Orange soldier beetles, with long, thin, bodies, hang around the ragwort flowers, and between the petals and the centre of the flowers we can find small black wing cases, metallic bright. Among the stem bases more black beetles forage, much bigger, with determined gaits over the stones.
Butterflies are easier to identify, and we have a good range of them – all three species of “cabbage white”, large, green veined and small, to begin with. They come and go often in pairs, over the fences, down among the ragwort, one seeming a reflection of the others, or both spinning about a central point between them like binary stars.
Speckled wood, meadow brown, brimstone, red admiral, small tortoiseshell, comma, their names are a mix of the evocative and the pragmatically descriptive. My favourites are the common blues. I rarely see them arrive, but then I spot a chink of blue on the deep yellow of the ragwort bloom. Their small wings take them in spiralling flights here and there, around and through all the plants.
I could write far more about the bees, wasps, hoverflies, flies, even the migrant hawker dragonflies that feed and live in our ragwort patch. But I want to talk about grasshoppers, elusive inhabitants of the long stems.
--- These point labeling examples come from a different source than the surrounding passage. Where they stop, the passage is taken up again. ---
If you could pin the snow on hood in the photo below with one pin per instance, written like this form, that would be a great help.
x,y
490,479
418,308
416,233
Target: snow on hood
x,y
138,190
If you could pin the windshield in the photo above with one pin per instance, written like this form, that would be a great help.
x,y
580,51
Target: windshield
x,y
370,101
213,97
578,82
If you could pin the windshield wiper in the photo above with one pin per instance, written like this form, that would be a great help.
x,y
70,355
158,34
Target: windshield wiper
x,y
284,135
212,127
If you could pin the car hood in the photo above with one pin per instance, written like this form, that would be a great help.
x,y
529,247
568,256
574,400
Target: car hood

The sound of stridulating meadow grasshoppers is continuous, chirring and chirring, with one joining in as another drops out. It provides a bassline for all the other noises, insect and human, in the garden. When a grasshopper is visible the vibration of its legs is just about perceptible, a faint blur at the back of a low-slung brown creature.
From a distance they can look like animated sticks, but as you get nearer the variations in their patterning appear. Nearer still, and you can make out their eyes and narrow, scissoring mouthparts.
But too close and they are gone. They don’t vanish immediately, but slew through the air, wings thrashing above their trailing legs. If you pursue them they will repeat the tactic until they come to rest in a spot where their camouflage defeats the eye.
I like the idea that the insects are masters of the ragwort patch, even in a suburban garden near a main road. They know it intimately and through it are bound to all the other living things in the garden. There is so much variety and so much interconnectedness that even as daily spectators we will only ever see fragments of the whole.